Last year, a panel of the D.C. Circuit found CFPB’s structure unconstitutional for this very reason (that decision is currently on appeal to the entire D.C. Circuit, which has yet to rule on it). By establishing an agency that is led by a single individual who cannot be removed except in special circumstances, Congress muddied the waters when it comes to who is ultimately in charge of the CFPB—the President or the agency’s director.
The uniquely unaccountable nature of the CFPB does not end with its leadership structure, either. Dodd-Frank specified that the agency was also to be funded outside Congress’ normal appropriations process, via revenues derived from the Federal Reserve System. This prompted the D.C. Circuit to quip that the agency’s funding structure was “extra icing on an unconstitutional cake already frosted.” This means that Congress succeeded in creating an agency that was unaccountable to both the executive and legislative branches.
This failure to ensure accountability at the CFPB is partially responsible for the current leadership struggle.

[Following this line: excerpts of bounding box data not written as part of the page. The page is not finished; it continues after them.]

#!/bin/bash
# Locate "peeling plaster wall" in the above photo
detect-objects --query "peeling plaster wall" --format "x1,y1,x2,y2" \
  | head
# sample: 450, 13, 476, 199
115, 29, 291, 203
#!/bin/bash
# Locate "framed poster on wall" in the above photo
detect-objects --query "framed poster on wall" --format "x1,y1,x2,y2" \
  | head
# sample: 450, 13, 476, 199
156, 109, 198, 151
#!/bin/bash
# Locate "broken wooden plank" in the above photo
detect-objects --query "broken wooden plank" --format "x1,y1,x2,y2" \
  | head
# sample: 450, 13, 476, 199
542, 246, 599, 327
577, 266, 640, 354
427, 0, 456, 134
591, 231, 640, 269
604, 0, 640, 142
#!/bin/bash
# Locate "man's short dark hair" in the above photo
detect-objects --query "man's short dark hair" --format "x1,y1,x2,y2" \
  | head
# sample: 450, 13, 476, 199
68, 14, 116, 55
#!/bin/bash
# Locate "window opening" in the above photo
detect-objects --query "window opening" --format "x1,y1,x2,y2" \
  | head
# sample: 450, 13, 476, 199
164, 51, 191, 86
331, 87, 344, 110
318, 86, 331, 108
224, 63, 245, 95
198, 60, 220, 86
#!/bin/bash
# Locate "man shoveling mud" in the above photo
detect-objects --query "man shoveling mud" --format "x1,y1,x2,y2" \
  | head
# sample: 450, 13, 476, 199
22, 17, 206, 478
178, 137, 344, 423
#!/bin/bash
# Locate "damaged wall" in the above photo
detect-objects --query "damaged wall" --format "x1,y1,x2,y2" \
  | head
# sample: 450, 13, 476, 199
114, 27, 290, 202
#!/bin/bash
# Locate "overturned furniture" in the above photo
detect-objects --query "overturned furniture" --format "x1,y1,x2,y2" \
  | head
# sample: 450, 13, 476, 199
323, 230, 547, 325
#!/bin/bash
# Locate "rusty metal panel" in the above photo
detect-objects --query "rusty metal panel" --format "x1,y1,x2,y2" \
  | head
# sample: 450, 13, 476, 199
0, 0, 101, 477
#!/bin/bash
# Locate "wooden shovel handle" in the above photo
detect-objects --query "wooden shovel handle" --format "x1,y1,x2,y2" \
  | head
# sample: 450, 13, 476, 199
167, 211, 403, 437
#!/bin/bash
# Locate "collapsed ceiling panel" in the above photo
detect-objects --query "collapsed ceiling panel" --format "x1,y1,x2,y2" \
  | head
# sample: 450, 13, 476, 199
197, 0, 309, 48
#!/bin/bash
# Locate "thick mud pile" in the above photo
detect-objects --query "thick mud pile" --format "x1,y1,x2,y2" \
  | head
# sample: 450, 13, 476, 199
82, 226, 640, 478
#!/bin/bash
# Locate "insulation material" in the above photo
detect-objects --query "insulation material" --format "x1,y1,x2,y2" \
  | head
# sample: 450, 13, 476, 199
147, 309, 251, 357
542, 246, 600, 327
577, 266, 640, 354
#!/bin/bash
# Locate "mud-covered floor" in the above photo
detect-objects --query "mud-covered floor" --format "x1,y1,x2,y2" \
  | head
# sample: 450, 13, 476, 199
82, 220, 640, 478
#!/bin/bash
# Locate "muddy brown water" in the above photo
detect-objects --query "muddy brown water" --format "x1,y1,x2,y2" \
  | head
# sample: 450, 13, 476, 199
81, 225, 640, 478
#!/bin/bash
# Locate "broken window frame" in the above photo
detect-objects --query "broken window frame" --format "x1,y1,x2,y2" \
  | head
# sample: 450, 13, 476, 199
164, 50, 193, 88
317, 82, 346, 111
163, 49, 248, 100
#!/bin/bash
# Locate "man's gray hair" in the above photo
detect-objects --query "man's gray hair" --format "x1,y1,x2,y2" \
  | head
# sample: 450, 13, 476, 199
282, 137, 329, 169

In fact, Barney Frank, one of the principal drafters of Dodd-Frank, has suggested that the CFPB’s plan of succession was deliberately designed to insulate its leadership from presidential control. And now that a leadership struggle has occurred, both the President and Congress are mostly powerless to respond to it in effective fashion.

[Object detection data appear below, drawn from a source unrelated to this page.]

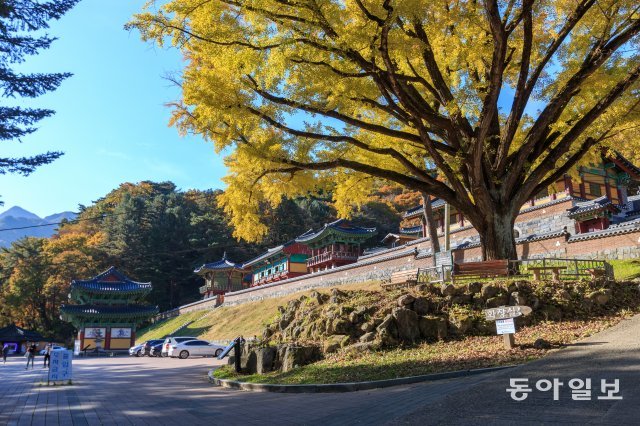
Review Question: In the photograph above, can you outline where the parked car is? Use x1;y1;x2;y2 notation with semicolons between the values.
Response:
129;343;143;356
168;340;225;359
161;336;198;357
149;340;164;357
140;339;164;356
40;345;66;355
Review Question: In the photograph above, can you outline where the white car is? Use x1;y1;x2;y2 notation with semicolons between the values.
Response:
40;345;66;355
129;343;143;356
160;336;198;357
169;340;225;359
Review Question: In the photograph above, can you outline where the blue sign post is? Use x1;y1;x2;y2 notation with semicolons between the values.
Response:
47;349;73;384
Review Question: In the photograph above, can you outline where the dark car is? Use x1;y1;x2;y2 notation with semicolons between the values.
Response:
140;339;164;356
149;342;162;358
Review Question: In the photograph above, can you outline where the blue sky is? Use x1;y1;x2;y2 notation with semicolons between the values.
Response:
0;0;225;217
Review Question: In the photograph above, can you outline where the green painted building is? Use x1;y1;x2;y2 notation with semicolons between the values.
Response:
60;267;158;350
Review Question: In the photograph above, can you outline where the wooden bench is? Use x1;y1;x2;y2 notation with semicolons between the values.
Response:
527;266;567;283
451;260;509;283
380;269;418;289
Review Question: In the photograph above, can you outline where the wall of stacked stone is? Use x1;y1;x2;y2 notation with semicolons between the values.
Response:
515;198;575;237
158;228;640;318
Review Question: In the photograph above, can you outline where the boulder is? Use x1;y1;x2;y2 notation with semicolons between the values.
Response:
344;341;376;354
331;318;353;334
540;305;562;321
376;314;398;346
533;339;551;349
440;284;456;297
418;316;447;340
467;281;482;294
309;290;323;305
509;291;527;306
255;347;278;374
481;284;499;300
329;288;345;303
322;334;350;354
593;289;611;306
556;288;571;302
487;296;509;308
240;344;258;374
360;321;376;333
451;293;473;305
413;297;431;315
360;332;376;342
392;308;420;343
278;345;322;373
398;294;416;308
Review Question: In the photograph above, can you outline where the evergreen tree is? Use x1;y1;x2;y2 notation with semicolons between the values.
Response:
0;0;79;180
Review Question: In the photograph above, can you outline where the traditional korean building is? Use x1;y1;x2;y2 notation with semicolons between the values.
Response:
242;240;310;287
390;153;640;248
193;253;249;299
60;267;158;350
296;219;376;272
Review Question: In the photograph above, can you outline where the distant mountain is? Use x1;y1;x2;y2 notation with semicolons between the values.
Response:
0;206;76;247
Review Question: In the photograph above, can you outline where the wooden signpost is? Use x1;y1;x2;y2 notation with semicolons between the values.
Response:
483;306;532;349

Despite its errors in creating the CFPB, it’s not too late for Congress to fix its mistakes. During the current Congress, the House has considered legislation that would convert the CFPB from a single-director model to a five-member commission structure, with each commissioner serving five-year staggered terms. Alternatively, the final version of the CHOICE Act, which passed the House earlier this year, clarifies that the CFPB director is fireable at will by the President. The CHOICE Act also would make the CFPB subject to the normal appropriations process.
Even if broad-sweeping Dodd-Frank reforms like the CHOICE Act are not politically feasible right now, Congress should at least pursue these discrete structural reforms. In particular, converting the agency to a commission model would help avoid succession crises like the one the agency is currently undergoing, as the staggered terms of the commissioners would reduce surprise retirements and deemphasize the importance of any one officer or director at the agency. It would also pull the agency’s ethos in the direction of a truly non-partisan, independent entity, rather than a “political vehicle” masquerading as an independent agency.
If making the CFPB truly independent is not desirable, then it should be treated like any other executive branch agency and have a director that the president can remove at will. Such a goal could be bipartisan, too, as even Barney Frank’s former legislative aide has argued that “Congress should never again create an ‘independent’ agency with a sole director, particularly one not subject to the congressional appropriations process.” Likewise, both parties should be motivated by fears of the other party controlling as unaccountable and powerful a position as CFPB director.
The CFPB has been allowed to operate as a regulatory unicorn for far too long, and its recent leadership struggle is merely a symptom of its unaccountable structure. Congress created this mess, and now it’s time for it to fix it.
C. Jarrett Dieterle is a governance project fellow at the R Street Institute.